Ya eres muy grande para jugar con muñecos...   es una frase que me soltó un día mi padre y de repente, a modo de mazazo, tuve plena conciencia que en efecto, la niñez había desaparecido o al menos, gran parte de ella. Si los juguetes no eran propios de la edad que tenía o aparentaba tener, otros elementos que bien pronto descubrí que eran intemporales, me consolaron de aquella perdida: la bicicleta, que en el privilegiado lugar de juego que conformaba un escenario siempre abierto a la imaginación, la finca (o hacienda) Quintana, mucho antes de transformarse en lo que es hoy, se convertía en un corcel preparado para los torneos y batallas que representábamos armados de largas cañas de azucar. Las caídas, los golpes, que se sucedían constantemente, eran aliviados con la mercromina de la época, mejor conocida como el colorao: recuerdo mis rodillas, permanentemente invadidas por costras o heridas de guerra, pero también mis codos y circunstancialmente, producto del ardor belicoso tan propio de aquellos años, mi propia cabeza, que impactó un buen día, en plena carrera por la ladera de un monte, contra unas piedras. Tuve que estar varios días en el hospital, en apariencia completamente sano, más allá de lo aparatoso de la caída, pero no obstante, en observación, que en aquel entonces no comprendía qué podía significar aquella expresión.
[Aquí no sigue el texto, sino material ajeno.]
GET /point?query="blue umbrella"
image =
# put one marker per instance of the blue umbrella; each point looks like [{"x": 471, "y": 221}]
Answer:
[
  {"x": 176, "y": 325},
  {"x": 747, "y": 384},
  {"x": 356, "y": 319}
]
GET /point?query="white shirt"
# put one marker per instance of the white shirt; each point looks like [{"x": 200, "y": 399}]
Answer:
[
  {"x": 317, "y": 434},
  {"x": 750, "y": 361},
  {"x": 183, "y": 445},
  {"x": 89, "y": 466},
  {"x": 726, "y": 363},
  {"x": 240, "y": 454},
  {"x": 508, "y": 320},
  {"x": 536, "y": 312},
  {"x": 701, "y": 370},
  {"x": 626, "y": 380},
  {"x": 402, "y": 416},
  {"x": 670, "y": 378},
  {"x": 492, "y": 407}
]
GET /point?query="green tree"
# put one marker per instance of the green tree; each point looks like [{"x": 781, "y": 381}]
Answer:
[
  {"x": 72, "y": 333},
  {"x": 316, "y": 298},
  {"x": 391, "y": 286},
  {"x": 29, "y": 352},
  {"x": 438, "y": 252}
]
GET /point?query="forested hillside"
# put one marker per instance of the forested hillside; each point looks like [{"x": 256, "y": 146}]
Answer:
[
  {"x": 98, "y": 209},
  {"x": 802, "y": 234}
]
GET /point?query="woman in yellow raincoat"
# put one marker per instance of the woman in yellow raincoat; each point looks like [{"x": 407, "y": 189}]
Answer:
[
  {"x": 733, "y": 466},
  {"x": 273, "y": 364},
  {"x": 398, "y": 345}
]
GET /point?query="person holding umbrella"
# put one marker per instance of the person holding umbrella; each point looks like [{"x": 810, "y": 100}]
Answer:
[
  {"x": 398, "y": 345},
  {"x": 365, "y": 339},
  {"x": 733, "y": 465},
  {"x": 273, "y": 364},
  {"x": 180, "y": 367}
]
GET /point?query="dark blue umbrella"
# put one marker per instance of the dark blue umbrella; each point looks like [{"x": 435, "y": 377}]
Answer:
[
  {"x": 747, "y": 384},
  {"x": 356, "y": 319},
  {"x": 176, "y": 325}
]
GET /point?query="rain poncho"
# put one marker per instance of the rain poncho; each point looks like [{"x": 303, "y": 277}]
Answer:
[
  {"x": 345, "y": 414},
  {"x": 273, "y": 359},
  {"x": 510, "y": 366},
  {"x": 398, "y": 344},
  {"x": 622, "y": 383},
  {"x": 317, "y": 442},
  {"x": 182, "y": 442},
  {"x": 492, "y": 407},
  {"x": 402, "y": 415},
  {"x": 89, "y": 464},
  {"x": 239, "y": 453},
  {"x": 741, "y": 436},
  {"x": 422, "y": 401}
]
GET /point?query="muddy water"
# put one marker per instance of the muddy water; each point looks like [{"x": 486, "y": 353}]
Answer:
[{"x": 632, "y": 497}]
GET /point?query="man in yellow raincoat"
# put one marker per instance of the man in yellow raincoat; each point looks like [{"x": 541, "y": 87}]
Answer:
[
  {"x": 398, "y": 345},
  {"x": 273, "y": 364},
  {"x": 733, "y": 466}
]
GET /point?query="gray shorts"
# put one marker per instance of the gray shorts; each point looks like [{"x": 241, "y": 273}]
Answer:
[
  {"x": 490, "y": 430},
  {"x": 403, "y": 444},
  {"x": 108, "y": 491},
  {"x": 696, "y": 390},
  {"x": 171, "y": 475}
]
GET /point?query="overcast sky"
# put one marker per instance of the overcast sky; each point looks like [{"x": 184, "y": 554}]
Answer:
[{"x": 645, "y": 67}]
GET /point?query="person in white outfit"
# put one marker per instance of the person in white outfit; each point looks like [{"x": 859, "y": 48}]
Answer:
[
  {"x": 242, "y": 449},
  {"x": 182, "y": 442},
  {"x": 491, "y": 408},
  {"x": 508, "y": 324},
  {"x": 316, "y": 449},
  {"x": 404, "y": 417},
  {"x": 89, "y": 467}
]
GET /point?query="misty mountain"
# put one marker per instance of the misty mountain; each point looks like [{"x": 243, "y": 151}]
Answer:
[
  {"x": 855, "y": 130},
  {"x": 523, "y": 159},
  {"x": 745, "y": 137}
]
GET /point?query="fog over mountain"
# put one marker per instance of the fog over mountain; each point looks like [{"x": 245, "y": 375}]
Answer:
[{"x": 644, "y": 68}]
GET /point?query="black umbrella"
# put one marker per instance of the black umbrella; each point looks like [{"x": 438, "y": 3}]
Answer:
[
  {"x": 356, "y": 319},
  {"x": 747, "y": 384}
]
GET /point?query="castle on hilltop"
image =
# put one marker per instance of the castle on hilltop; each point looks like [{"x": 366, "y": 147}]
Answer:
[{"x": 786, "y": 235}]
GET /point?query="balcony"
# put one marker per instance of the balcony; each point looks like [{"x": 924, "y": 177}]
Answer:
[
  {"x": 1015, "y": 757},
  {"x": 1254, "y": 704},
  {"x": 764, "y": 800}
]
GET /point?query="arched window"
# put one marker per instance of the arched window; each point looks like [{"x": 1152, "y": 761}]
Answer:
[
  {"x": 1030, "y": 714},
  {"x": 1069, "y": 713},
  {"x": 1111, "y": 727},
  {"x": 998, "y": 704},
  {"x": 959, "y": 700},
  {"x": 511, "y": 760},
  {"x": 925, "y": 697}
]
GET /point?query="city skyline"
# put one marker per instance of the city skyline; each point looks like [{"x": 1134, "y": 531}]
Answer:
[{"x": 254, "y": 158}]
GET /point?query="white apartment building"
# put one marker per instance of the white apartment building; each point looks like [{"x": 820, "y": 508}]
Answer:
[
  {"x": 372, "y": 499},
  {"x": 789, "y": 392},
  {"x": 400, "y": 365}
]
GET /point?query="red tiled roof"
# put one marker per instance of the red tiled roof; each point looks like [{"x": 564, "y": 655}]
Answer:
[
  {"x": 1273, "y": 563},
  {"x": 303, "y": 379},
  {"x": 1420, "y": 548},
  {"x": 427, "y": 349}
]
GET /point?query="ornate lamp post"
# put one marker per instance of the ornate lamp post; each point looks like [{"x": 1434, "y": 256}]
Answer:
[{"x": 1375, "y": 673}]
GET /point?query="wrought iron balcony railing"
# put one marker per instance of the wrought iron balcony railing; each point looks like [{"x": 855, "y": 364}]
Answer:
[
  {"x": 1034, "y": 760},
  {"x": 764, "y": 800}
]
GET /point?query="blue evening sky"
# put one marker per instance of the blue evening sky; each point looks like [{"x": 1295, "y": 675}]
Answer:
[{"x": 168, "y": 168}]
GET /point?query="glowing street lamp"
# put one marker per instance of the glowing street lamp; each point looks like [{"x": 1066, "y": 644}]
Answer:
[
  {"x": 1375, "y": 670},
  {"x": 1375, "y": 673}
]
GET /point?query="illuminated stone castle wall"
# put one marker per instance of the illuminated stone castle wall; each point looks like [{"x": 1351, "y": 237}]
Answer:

Eran fechas navideñas y me tocó estar en una anodina habitación individual pero feliz, con el consuelo que me proporcionaban los tebeos de mi época e intrigado con una baraja de tarot que me regaló una hermana de mi padre que bien pronto concluí, más alla de las sugerentes ilustraciones de las cartas y las informaciones místicas que me proporcionaron las enfermeras, que aquello, simplemente, era una absoluta majadería. 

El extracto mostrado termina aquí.